Would recommend small and gradual increases in weight for bench and only lifting in the 4-6 rep range for awhile (3-4 weeks).

Pain in your shoulders while working out chest can be caused by shoulder activation during bench reps. Usually a sign that you are flaring out your elbows. A good way to reduce this is keeping your elbows tucked in and a closer grip on the bar (J hook method).

If you want build upon your shoulders (which help your chest development)I would recommend taking one day a week and focusing only on them. It's a fairly large muscle group.

Also, Bloodbathboy is very knowledgeable in the fitness lifting area as well. We compete in different areas but always good to get different perspectives!

My core shoulder routine:

Dumbbell Shoulder Press - Pyramid sets increasing by 10lbs. each set
starting at 30lbs. (warm-ups) to 140lbs. (110-140 is at a 4-8 rep range)

Barbell shoulder Press (front and behind the neck)- 4 sets
Starting at 155-185lbs. for 10-12 reps

Side Lateral Raises - 3 sets
This workout is 3 parts per set and 40 reps per set.
dumbbells - 15 reps at 15lbs > 10 sec rest > 10 reps at 20-22lbs > 10/15 sec rest > 15 reps at 15lbs

Rope/cable Face Pulls - Pyrimad sets increased by 10lbs each set
starting at 60lbs. to 120lbs. 10-15 reps

Bent-Over reverse flys - 3-4 sets
dumbbells - 10-12 reps at 15-25lbs. depending on how adventurous I am feeling.
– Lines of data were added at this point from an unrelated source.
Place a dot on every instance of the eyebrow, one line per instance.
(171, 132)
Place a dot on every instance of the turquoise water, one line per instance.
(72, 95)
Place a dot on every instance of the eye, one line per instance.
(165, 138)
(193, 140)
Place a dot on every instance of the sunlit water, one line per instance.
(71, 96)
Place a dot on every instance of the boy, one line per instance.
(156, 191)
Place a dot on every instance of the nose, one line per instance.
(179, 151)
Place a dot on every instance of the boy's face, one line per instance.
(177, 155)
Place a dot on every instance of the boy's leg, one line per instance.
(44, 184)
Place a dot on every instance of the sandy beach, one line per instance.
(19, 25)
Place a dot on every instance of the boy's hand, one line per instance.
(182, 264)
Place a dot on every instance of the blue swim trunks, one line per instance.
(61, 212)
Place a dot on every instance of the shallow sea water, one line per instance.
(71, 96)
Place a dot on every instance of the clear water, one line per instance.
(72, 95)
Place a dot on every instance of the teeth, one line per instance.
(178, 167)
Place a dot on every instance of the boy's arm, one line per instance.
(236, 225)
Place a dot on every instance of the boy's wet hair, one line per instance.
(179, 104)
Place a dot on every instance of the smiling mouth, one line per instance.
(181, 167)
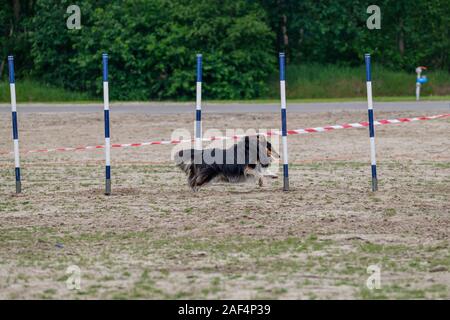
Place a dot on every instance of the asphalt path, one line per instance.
(173, 108)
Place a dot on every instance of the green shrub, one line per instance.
(152, 47)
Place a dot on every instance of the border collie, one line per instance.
(245, 160)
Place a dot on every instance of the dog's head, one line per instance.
(259, 150)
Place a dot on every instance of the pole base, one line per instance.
(108, 187)
(18, 187)
(374, 184)
(286, 184)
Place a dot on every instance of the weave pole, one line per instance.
(371, 126)
(284, 122)
(107, 131)
(12, 87)
(198, 105)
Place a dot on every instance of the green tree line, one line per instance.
(153, 43)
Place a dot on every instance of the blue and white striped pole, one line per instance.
(198, 106)
(107, 131)
(284, 122)
(371, 126)
(12, 86)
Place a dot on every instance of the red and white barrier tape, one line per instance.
(236, 137)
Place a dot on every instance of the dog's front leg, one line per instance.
(261, 181)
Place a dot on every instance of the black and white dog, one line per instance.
(247, 159)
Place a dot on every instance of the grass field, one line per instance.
(304, 83)
(154, 238)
I will usually throw in 2-3 other shoulder or trap workouts as well, but these are the basics I would start with. Never skimp on rear delts! People often over look them and will only focus on shoulder press/laterals.

Edit: just saw your schedule and family situation. A 2hr + workout can be rough with times like that! Everything I listed can condensed to fit in your schedule though, just less reps and rest in between. Good luck!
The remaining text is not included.